Stowe manned the polling station at Six Points, tallying the ballots cast by the township's 313 voters in days that lasted from 6 a.m. when the polls opened to midnight when she returned home after taking the ballots to Butler.
Stowe made $7 a day for her efforts at first, although the pay increased to $200 by her last election.
Despite the hours, she said she enjoyed the work.
“I loved to talk to the people. It's nice to get to know the people,” she said.
The fall 2018 election was her last as an election judge, Stowe said, adding a back injury she got mowing the yard made it hard for her to keep up her duties.
“I really liked to do it, but I'm not as bright as I used to be. You get old, you forget things,” said Stowe who will be 90 in November.
The fall 2018 election was the first one in which Brook Schaefers, 18, cast a ballot.
And the Youngstown State University biology major and Slippery Rock High School graduate isn't taking voting lightly.
Schaefers said, “It's very important that we have the right to vote.
“Even though it is only one vote, it is my vote and I still feel I have a voice in the election and that's very important to me,” said Schaefers.
Stowe managed not only to oversee elections but to vote in them, too. Last week, she received a certificate of membership in the state Voting Hall of Fame for voting in 50 elections in a row.
Stowe believes it's important for people to vote and wishes more people would exercise their right.
After all, it's only been 100 years since women were finally allowed to vote.
“A century ago today, in this building, the commonwealth became the seventh state to ratify the 19th Amendment to the U.S. Constitution,” Acting Pa. Secretary of State Kathy Boockvar said in Monday's ceremony in Harrisburg. “I am proud of Pennsylvania's early embrace of women's suffrage. We helped lead the way for the rest of the nation.”

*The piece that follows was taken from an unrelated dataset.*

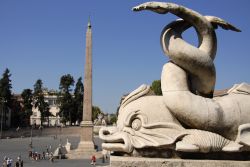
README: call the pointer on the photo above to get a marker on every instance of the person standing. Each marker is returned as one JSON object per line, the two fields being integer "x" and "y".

The 19th Amendment became law across the United States more than a year after Pennsylvania's vote. In August 1920, the requirement that three-fourths of states ratify the amendment was finally attained with Tennessee's vote. Eight days later — on August 26,1920 — U.S. Secretary of State Bainbridge Colby certified the 19th Amendment to the Constitution.
“When my mother and father were living, women weren't voting,” said Stowe.
Today, it's not the law keeping people from the polls.
“People just don't care. I always tell them it's important to vote,” said Stowe but added it was getting hard to get people to help at the polling station in recent years.
Schaefers said she doesn't see that apathy toward voting reflected in her peers.
“We talk about it a lot in college. It's a big topic of conversation,” she said. “They are not apathetic.”